Alguns dos fatores desencadeantes do movimento cognitivista foram, por um lado, o fracasso do behaviorismo em explicar os aspectos mais elevados do comportamento humano a partir do paradigma estímulo-resposta e, por outro, pesquisas que reintroduziram no repertório da pesquisa psicológica os termos “mentalistas”, banidos pelo rigor artificial do behaviorismo. Somam-se a isso os trabalhos de Chomsky sobre a linguagem e principalmente o surgimento da modelagem computacional da mente, que só foi possível graças ao movimento cibernético e ao advento da Inteligência Artificial.

Em termos de metodologia de pesquisa, os avanços nas pesquisas em pacientes com lesão cerebral, a retomada do tempo de reação na medida dos processos mentais, e, no campo da epistemologia, as mudanças paradigmáticas levaram alguns cientistas de renome a se unirem em torno desse novo paradigma para a investigação dos fenômenos mentais. O estudo dos processos cognitivos da perspectiva do processamento da informação tem, então, caracterizado a psicologia cognitiva nos últimos 50 anos.

Embora esse novo movimento tenha surgido numa tentativa interdisciplinar de estudar a mente, é preciso lembrar que o enfoque dos eventos mentais foi dado sob a ótica da metodologia experimental em psicologia, que recebeu grande contribuição dos psicólogos que levaram adiante o objetivo de estudar o homem como um processador de informações.
Considerado, então, um arcabouço, uma espécie de “guia” para as pesquisas em psicologia cognitiva, o processamento da informação se constitui numa maneira de focalizar os aspectos mentais, mas de forma alguma é a única maneira.

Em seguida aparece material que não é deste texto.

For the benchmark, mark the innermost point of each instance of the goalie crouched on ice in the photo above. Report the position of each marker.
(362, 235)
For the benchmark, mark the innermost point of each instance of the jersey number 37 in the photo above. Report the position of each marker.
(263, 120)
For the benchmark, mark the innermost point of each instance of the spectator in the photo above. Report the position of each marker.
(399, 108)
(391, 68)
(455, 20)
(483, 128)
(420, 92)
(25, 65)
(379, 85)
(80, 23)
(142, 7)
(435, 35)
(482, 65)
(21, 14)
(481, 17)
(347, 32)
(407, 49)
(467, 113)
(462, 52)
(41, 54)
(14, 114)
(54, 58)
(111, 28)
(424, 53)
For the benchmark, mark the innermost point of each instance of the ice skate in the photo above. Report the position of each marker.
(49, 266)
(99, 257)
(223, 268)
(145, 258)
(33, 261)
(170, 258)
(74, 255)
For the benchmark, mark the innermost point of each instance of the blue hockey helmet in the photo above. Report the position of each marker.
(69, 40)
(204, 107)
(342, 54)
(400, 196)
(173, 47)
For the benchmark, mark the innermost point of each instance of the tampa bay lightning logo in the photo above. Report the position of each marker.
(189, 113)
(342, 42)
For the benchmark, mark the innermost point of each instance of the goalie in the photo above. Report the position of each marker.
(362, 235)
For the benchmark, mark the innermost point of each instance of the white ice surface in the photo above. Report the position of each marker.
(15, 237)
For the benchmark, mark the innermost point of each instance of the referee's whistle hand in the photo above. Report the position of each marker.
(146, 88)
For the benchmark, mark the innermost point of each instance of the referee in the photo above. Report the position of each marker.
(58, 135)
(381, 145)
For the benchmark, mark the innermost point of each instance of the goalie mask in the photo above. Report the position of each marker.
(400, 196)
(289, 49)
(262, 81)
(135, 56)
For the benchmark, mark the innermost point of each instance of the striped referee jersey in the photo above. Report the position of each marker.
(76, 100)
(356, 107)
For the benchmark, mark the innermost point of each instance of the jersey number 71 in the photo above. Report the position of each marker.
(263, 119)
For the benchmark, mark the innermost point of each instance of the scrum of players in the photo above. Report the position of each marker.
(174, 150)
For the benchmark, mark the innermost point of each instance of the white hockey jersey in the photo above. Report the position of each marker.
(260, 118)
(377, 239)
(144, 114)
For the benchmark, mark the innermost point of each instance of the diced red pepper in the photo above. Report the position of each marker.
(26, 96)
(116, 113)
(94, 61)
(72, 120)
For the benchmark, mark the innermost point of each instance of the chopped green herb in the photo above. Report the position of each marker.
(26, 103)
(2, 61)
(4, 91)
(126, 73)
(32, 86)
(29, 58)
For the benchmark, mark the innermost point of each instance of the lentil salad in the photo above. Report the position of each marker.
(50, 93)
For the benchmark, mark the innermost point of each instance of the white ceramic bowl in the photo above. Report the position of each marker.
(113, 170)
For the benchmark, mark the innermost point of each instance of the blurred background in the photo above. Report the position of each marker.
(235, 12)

Algumas áreas de pesquisa da psicologia cognitiva são: área ligada à representação da informação na memória, incluindo imagem e memória semântica, bem como a representação do conhecimento lingüístico; área ligada aos modelos de memória estruturados temporalmente, recuperação da informação na memória e níveis de processamento; área ligada à atenção e processamento perceptivo e área ligada à pesquisa em psicolingüística.

Assim, historicamente, houve desenvolvimentos praticamente independentes da TC, por um lado, e da psicologia cognitiva, por outro – muito embora houvesse plena compatibilidade entre conhecimentos construídos em cada um desses dois âmbitos.Em diversos momentos, foi apontada uma carência de integração entre o campo da pesquisa básica (ou seja, pesquisas que visam a construir conhecimentos sobre um objeto de estudo específico, sem quaisquer comprometimentos com áreas aplicadas) e a psicoterapia. Na área da TC são realizadas pesquisas mais voltadas para a prática psicoterápica, enquanto na psicologia cognitiva busca-se estudar a cognição humana em geral, sem compromisso com terapia.

Atualmente, existe um movimento de integração entre psicologia cognitiva e TC, em que se buscam unificar, na prática psicoterápica, refinamentos em termos explicativos acerca do funcionamento cognitivo nos mais diversos transtornos psiquiátricos. Tais sofisticações teóricas - construídas usualmente a partir de pesquisas experimentais - apresentam implicações no que tange a estratégias de intervenção, revelando um importante ganho que se obtém quando há uma prática de psicoterapia com sólidos fundamentos empíricos.
Referências
Juruenal, M.F. (2001). Terapia cognitiva: abordagem para o transtorno afetivo bipolar. Rev. Psic. Clín. 28(6), 322-330.
Pergher, G.K.; Stein, L.M.; Wainer, R. (XXXX). Estudos sobre a memória na depressão: abordagem para o transtorno afeitvo bipolar. Revista de Psiquiatria Clínica.
Rodrigues, C.M.L.; Lopes, E.J. (XXXX) A Psicologia cogntiva no Brasil: um panorama dos anos 90.